I cursed him, and cursed non-existent gods which did not come to my rescue.
The wind was racing, racing, was leaving me. He was pulling it all out of me! Hang on! Hang on! I advised myself. Hold fast! Hold fast! Don't lose it! It is all that you have. Hold! On! The pressure increased, and I did not know if I could continue. What does it matter? Ah! AH! Susan! What should I do? I asked. And then I knew. I should, "AUM.AH.HUM!" and my grip tightened. I repeated it again and I almost felt normal again.
The blue man's eyes were straining. I said "AUM. AH. HUM," a third time, and it ended the threat. Whatever it was snapped invisibly between us. He stopped his efforts, and glared at me.

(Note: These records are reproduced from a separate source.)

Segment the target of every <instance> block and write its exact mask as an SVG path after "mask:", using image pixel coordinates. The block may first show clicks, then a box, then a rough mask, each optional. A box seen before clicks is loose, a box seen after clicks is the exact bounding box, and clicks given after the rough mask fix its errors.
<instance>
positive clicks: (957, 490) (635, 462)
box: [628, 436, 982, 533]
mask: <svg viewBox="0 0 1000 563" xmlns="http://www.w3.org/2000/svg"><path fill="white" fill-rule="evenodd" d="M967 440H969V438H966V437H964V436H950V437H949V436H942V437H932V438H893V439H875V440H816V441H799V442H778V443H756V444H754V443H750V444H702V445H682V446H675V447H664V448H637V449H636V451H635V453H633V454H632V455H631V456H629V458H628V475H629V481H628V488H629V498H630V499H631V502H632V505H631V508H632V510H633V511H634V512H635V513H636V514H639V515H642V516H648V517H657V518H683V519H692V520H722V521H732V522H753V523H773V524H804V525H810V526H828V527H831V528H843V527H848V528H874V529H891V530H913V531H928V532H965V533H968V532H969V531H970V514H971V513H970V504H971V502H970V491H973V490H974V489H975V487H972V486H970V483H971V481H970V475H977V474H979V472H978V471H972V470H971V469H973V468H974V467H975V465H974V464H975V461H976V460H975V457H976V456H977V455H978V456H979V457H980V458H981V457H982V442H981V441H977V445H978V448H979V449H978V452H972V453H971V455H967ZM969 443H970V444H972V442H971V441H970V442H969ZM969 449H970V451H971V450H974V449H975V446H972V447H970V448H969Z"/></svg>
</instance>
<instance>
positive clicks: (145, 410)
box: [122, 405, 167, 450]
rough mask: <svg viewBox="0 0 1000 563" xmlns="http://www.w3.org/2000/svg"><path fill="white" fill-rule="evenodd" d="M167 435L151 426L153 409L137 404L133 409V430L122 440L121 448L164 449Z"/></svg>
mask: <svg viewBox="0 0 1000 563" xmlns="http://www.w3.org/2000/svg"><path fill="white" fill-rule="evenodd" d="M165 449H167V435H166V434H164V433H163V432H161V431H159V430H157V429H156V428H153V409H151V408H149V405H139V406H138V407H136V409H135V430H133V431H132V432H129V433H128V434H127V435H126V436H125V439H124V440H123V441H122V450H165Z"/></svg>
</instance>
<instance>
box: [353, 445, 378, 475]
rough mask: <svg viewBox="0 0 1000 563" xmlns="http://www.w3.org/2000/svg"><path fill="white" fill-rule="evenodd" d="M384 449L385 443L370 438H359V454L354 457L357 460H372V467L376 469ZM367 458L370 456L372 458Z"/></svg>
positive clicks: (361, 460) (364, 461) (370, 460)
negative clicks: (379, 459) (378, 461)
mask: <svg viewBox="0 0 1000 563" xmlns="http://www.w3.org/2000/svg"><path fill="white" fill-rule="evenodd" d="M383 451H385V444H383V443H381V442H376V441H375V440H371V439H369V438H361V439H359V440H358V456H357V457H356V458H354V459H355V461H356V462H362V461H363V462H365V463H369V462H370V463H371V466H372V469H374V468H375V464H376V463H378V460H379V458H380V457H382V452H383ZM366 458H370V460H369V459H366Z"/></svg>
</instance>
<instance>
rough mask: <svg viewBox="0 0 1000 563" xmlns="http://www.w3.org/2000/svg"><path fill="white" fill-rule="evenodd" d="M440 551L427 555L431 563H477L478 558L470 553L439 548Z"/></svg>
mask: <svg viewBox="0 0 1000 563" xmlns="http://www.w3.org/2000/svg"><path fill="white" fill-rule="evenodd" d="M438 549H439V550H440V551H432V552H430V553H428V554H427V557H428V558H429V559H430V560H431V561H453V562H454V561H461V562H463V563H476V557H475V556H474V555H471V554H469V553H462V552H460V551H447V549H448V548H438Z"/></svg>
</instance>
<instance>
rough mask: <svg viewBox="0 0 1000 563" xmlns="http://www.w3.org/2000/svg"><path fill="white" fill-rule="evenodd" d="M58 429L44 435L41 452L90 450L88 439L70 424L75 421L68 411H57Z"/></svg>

"How did you learn this?" he growled.
"I don't know anything," I answered truthfully.
"Evil!" he cried. "The most terrible evil! You are a god-killer! But I promise," he said, extending his two arms towards me, opening and closing his fists, in some terrible gesture of some infinite vow, "I shall destroy your will, and your infectiousness! You are a human slime! You are a fungus to be eradicated!"
I laughed, feeling much better now after this failed test of my destructibility.
He began to roll his eyes and a coldness struck my stomach, a nausea. "Oh oh," I thought. "Maybe I spoke too soon."
But as suddenly as he had started this new attack, he broke it off. "Pah!" he spat. "I'll waste no more of my time here. I'll kill you at my mountain!"
And with that he vanished.
Phew! I exhaled. But what makes him think I'll go anywhere near his mountain? I'm not crazy, you know.